13.10.2016
Mit Brille sieht man gleich viel schlauer aus, heißt es oft. Was daran liegen könnte, dass gebildetere Menschen tatsächlich häufiger kurzsichtig sind als andere und daher eine Brille tragen müssen. Aber sind Brillenträger deshalb generell intelligenter als Brillenlose? Deutsche Forscher haben jetzt eine Antwort auf diese Frage gefunden.
Oberflächlich betrachtet besteht tatsächlich eine Zusammenhang zwischen Kurzsichtigkeit, fachsprachlich Myopie, und geistiger Leistungsfähigkeit und damit der Intelligenz. Das zeigte der sogenannte Turm von London (TOL)-Test. Dabei handelt es sich um einen 20-minütigen Test, der die Fähigkeit misst, logisch zu denken, zu planen und Probleme zu lösen.
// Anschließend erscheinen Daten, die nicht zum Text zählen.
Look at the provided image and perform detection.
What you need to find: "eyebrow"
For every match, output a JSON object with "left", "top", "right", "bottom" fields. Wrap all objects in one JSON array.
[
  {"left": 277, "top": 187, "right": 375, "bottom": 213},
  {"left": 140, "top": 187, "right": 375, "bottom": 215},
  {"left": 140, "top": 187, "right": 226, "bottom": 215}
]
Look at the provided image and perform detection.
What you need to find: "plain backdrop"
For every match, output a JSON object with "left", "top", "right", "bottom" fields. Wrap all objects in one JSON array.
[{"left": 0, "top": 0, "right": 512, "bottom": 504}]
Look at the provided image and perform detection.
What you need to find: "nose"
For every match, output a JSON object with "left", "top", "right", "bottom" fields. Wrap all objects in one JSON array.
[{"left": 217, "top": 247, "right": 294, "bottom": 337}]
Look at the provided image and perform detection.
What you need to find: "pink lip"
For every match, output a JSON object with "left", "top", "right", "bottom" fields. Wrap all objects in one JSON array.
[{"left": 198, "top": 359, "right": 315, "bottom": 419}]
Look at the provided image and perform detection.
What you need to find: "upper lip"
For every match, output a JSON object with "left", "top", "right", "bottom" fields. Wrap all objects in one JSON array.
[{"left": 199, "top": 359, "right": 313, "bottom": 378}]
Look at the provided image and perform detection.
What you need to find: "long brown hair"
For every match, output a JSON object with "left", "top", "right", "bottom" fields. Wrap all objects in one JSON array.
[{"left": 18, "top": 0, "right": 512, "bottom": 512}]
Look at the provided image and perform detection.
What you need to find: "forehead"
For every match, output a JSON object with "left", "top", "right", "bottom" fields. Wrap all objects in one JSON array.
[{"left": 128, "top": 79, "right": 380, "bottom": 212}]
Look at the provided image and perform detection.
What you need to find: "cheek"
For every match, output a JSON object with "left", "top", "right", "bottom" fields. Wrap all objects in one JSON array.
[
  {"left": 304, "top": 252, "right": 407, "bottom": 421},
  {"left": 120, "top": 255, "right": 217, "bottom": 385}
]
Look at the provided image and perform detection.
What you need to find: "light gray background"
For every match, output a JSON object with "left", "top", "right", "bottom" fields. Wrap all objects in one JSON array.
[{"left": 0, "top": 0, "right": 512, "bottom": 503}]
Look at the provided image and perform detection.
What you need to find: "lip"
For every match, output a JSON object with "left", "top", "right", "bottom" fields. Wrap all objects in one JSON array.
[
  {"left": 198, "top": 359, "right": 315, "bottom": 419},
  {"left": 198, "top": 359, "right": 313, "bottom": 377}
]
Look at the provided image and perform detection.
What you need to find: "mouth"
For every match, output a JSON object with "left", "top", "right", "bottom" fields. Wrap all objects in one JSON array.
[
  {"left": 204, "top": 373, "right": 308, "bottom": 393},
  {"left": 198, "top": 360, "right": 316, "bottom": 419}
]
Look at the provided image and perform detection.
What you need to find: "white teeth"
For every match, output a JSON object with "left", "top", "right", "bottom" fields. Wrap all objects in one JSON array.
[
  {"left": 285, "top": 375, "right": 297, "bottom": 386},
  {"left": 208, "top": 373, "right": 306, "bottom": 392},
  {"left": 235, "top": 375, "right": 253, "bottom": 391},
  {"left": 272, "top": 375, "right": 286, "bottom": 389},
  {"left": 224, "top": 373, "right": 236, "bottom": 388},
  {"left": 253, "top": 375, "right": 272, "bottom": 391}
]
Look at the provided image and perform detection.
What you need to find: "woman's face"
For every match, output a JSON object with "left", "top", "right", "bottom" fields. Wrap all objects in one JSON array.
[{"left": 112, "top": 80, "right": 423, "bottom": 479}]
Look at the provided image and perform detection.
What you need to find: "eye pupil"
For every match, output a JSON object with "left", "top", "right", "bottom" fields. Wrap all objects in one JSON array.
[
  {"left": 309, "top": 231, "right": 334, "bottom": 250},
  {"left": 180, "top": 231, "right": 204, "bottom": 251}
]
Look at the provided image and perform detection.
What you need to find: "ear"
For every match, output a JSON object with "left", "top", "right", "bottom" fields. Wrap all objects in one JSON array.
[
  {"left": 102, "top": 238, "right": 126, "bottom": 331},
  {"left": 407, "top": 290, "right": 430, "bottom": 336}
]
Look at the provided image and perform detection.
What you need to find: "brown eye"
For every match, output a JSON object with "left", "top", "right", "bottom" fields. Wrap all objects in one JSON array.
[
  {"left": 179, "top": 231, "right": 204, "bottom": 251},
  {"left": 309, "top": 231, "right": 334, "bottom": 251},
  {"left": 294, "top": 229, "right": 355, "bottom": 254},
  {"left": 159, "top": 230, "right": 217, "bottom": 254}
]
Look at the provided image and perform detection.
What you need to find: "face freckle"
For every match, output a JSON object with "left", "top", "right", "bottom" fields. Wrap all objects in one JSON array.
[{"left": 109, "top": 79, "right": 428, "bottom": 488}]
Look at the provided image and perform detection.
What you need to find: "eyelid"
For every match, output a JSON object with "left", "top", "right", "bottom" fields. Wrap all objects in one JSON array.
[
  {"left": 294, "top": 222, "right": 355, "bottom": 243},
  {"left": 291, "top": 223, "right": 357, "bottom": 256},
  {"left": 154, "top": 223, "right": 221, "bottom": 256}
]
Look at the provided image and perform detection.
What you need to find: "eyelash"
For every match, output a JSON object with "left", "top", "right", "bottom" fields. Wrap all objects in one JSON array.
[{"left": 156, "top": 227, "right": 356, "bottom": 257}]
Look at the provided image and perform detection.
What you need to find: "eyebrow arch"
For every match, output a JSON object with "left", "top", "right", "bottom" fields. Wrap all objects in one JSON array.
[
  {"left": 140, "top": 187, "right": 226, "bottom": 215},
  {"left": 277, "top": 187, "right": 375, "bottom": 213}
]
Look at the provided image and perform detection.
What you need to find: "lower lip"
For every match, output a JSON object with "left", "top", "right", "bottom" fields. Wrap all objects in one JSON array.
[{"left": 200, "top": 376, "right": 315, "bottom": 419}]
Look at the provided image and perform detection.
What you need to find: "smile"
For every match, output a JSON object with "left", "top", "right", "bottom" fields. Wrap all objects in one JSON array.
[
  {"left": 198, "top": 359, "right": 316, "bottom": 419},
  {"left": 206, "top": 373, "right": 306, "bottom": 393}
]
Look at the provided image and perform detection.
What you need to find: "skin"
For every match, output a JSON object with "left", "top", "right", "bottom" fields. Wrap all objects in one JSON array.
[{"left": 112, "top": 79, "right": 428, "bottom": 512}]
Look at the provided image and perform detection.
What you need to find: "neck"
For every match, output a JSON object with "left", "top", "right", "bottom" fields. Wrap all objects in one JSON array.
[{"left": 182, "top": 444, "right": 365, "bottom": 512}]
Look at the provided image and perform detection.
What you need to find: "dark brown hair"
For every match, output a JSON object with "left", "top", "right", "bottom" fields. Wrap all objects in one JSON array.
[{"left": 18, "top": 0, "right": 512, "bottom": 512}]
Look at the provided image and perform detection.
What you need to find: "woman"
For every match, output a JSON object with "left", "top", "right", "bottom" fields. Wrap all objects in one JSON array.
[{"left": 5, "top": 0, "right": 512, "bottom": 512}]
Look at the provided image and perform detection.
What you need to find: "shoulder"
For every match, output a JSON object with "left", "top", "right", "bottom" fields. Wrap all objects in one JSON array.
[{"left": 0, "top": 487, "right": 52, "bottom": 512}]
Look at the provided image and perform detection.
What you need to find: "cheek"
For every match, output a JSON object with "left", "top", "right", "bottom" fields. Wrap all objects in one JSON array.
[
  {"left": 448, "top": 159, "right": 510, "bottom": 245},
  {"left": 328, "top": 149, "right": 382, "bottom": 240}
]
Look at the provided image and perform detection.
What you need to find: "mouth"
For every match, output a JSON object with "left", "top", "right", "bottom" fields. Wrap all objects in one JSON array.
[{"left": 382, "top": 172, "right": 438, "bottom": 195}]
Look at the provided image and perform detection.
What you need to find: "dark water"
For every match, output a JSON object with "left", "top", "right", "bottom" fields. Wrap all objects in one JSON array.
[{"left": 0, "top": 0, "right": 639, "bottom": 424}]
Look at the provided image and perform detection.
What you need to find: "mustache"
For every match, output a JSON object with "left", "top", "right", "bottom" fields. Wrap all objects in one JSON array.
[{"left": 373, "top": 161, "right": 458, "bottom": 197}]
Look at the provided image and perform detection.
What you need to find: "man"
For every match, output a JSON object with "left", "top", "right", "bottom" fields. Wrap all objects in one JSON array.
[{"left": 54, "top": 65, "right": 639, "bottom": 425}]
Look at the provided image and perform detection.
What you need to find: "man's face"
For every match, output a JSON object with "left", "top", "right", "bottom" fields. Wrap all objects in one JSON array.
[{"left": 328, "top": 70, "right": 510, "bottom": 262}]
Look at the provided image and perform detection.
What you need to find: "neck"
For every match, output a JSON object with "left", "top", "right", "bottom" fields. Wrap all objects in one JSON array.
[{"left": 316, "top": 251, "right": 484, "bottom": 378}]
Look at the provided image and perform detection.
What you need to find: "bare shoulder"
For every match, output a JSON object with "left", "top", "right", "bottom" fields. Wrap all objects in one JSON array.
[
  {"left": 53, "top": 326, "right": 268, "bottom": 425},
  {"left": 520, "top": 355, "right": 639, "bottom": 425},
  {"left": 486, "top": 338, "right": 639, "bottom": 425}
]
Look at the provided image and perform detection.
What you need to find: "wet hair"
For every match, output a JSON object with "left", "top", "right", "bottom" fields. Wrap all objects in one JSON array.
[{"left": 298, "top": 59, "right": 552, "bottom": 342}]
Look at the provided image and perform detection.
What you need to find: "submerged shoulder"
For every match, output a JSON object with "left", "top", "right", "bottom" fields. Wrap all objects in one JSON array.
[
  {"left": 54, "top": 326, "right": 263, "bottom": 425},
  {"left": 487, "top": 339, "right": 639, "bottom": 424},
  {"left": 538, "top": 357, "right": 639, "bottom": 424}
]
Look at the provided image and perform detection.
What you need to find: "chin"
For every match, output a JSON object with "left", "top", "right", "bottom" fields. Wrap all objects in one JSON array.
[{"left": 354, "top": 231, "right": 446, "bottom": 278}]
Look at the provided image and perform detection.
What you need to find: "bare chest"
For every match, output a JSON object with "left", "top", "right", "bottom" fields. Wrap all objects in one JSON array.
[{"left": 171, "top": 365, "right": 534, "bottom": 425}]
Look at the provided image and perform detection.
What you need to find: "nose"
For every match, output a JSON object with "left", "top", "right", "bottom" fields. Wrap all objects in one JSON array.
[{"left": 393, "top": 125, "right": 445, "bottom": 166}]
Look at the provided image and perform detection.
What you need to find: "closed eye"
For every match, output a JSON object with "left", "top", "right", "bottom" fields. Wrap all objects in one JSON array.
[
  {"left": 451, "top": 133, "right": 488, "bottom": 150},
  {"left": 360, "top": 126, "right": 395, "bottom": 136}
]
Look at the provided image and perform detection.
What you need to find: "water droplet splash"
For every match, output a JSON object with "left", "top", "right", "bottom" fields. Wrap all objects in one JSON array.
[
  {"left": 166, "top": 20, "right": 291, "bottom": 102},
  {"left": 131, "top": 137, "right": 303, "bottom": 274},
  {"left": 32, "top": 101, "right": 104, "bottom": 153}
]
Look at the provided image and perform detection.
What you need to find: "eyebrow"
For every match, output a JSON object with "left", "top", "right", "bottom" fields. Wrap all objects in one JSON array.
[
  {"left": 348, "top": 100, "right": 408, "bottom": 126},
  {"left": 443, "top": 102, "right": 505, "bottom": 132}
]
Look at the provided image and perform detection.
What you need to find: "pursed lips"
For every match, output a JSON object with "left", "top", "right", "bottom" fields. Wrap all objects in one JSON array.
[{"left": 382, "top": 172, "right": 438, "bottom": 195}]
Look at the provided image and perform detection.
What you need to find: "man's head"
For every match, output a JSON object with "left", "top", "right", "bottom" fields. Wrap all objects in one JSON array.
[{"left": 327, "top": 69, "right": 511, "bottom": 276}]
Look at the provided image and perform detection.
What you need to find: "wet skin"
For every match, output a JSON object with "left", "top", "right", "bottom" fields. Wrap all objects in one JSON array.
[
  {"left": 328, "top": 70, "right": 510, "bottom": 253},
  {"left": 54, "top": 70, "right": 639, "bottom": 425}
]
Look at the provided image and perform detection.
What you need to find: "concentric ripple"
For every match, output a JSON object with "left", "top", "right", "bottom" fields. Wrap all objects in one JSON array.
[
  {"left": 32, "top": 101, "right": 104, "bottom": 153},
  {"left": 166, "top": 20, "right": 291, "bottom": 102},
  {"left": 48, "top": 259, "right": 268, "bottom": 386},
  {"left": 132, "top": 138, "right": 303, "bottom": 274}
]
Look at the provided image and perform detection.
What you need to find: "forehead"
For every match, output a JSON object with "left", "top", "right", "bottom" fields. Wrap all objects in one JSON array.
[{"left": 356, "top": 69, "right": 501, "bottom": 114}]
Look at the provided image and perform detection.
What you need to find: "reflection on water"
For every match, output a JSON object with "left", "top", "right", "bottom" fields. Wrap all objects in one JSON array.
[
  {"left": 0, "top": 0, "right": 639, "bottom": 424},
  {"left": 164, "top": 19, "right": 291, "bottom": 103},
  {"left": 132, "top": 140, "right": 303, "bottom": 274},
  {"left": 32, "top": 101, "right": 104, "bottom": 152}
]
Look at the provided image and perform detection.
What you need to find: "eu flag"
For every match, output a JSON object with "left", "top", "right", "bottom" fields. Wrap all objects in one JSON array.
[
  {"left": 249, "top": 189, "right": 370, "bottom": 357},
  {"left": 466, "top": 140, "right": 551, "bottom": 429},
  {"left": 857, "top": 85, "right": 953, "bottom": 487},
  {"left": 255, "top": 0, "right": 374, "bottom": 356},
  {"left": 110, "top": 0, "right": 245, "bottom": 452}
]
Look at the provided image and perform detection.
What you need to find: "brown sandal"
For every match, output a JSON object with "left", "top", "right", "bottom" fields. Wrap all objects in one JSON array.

Hier erzielten die Kurzsichtigen der rund 4.000 Studienteilnehmer im Durchschnitt einen Wert von 14. Die Vergleichsgruppe ohne Myopie erreichte nur 12,9. Außerdem zeigte sich: Je stärker die Kurzsichtigkeit, desto höher das TOL-Ergebnis. So erzielten stark kurzsichtige Teilnehmer mit mehr als sechs Dioptrien einen Durchschnittswert von 14,6.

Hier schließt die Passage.